Mike Vickery serves as vice-chair of FLOW’s board and as an advisor on strategic environmental communication, community engagement, and organizational capacity-building.  He is an Emeritus Professor of Communication, Public Affairs, and Environmental Studies at Alma College where he was founding chair of the Department of Communication and served as Co-Director of the Center for Responsible Leadership.

Mike holds a PhD in Communication.  His graduate work focused on public discourse and controversies related to technical and social value-conflicts.   He has taught graduate and undergraduate courses at the University of Texas-Austin, the University of Arizona, Texas A&M University, and the University of Wisconsin-Eau Claire.  His areas of teaching, consulting, and applied scholarship include environmental rhetoric, risk communication, public health communication, and organizational communication.


Restoring Respect for the Public Trust

byzantine-empire-public-land.-trusts

FLOW’s organizing principle is the public trust doctrine.  What sounds like an exotic concept is quite simple.  This 1500-year old principle of common law holds that there are some resources, like water and submerged lands, that by their nature cannot be privately owned.  Rather, this commons – like the Great Lakes — belongs to the public.  And governments, like the State of Michigan, have a responsibility to protect public uses of these resources.

In the coming year, we will explicitly address public trust concerns on what we’re calling Public Trust Tuesday.  Today, we begin with a roundup of critical public trust issues in Michigan in 2018.

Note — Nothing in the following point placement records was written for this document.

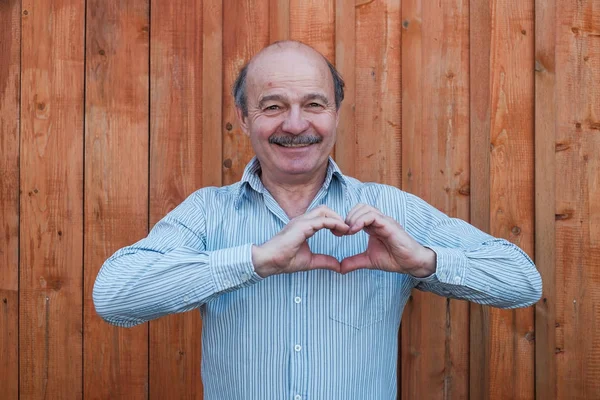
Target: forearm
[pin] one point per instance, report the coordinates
(136, 285)
(495, 273)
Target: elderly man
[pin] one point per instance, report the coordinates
(300, 272)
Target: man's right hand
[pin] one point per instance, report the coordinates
(288, 251)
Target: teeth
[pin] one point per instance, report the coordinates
(295, 145)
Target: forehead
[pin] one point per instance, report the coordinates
(292, 70)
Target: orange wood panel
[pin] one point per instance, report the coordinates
(545, 199)
(116, 183)
(180, 135)
(10, 80)
(378, 108)
(345, 61)
(577, 199)
(313, 22)
(245, 33)
(279, 20)
(480, 187)
(435, 334)
(511, 357)
(51, 183)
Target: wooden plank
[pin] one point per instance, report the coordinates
(313, 22)
(51, 183)
(545, 202)
(116, 183)
(378, 109)
(480, 187)
(345, 58)
(245, 33)
(185, 138)
(577, 150)
(511, 356)
(435, 334)
(10, 81)
(279, 20)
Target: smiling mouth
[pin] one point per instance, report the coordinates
(293, 144)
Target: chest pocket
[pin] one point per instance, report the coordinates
(358, 298)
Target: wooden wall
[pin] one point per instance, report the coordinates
(113, 111)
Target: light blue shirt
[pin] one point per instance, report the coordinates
(315, 335)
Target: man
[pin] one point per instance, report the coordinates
(300, 272)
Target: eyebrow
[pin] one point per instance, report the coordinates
(283, 99)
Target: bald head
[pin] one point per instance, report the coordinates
(267, 61)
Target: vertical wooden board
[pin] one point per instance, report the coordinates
(279, 20)
(378, 113)
(345, 59)
(435, 335)
(181, 134)
(545, 202)
(116, 183)
(512, 204)
(51, 182)
(245, 34)
(480, 189)
(313, 22)
(10, 80)
(577, 206)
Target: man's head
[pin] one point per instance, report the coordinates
(287, 100)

Let’s look on the bright side, rather than dwelling on past failures. In the coming year, state officials and legislators have several opportunities to full their responsibilities as trustees of public trust resources:


Line 5:  The twin pipelines crossing the Straits of Mackinac underwater are there only because, in 1954, the state granted the company now called Enbridge the privilege.  State government never relinquished its ownership, on behalf of the public, of these waters and submerged lands. 

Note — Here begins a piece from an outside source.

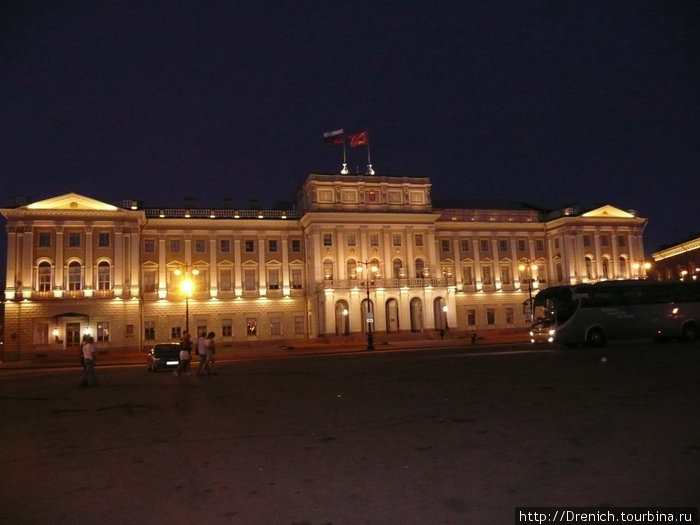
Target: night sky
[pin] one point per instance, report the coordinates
(549, 103)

In 2017, a stream of disclosures about negligence, poor pipeline stewardship, and concealment of critical information by Enbridge dramatized the risk to the public interest posed by Line 5.  The Attorney General and Governor have the opportunity to eliminate this risk by revoking the Enbridge easement and phasing out or shutting down Line 5.


Nestle: The multinational corporate giant in 2016 asked the state DEQ for an increase in its already excessive pumping of groundwater for bottling and sale.  This despite evidence that Nestle’s existing withdrawal is lowering the water levels of streams fed by this groundwater, and harming fish and fishing.  The DEQ has an opportunity to protect the public trust by denying Nestle’s permit request.


Aquaculture:  Proponents are seeking a state law authorizing the installation of factory fish farms in Great Lakes waters.  These operations, which generate large amount of fish feces and could undermine the genetics of public fisheries, do not belong in public waters.  Further, the private occupancy of public waters by fish farms and other structures is wholly inconsistent with the public trust doctrine. The Legislature has the opportunity to protect the public trust by rejecting the legislation.


These are only some of the public trust concerns at stake in Michigan and the Great Lakes this year.  FLOW will work to restore awareness of and respect for the public trust doctrine among Michigan officials, and help the public bring pressure on them to fulfill their responsibilities.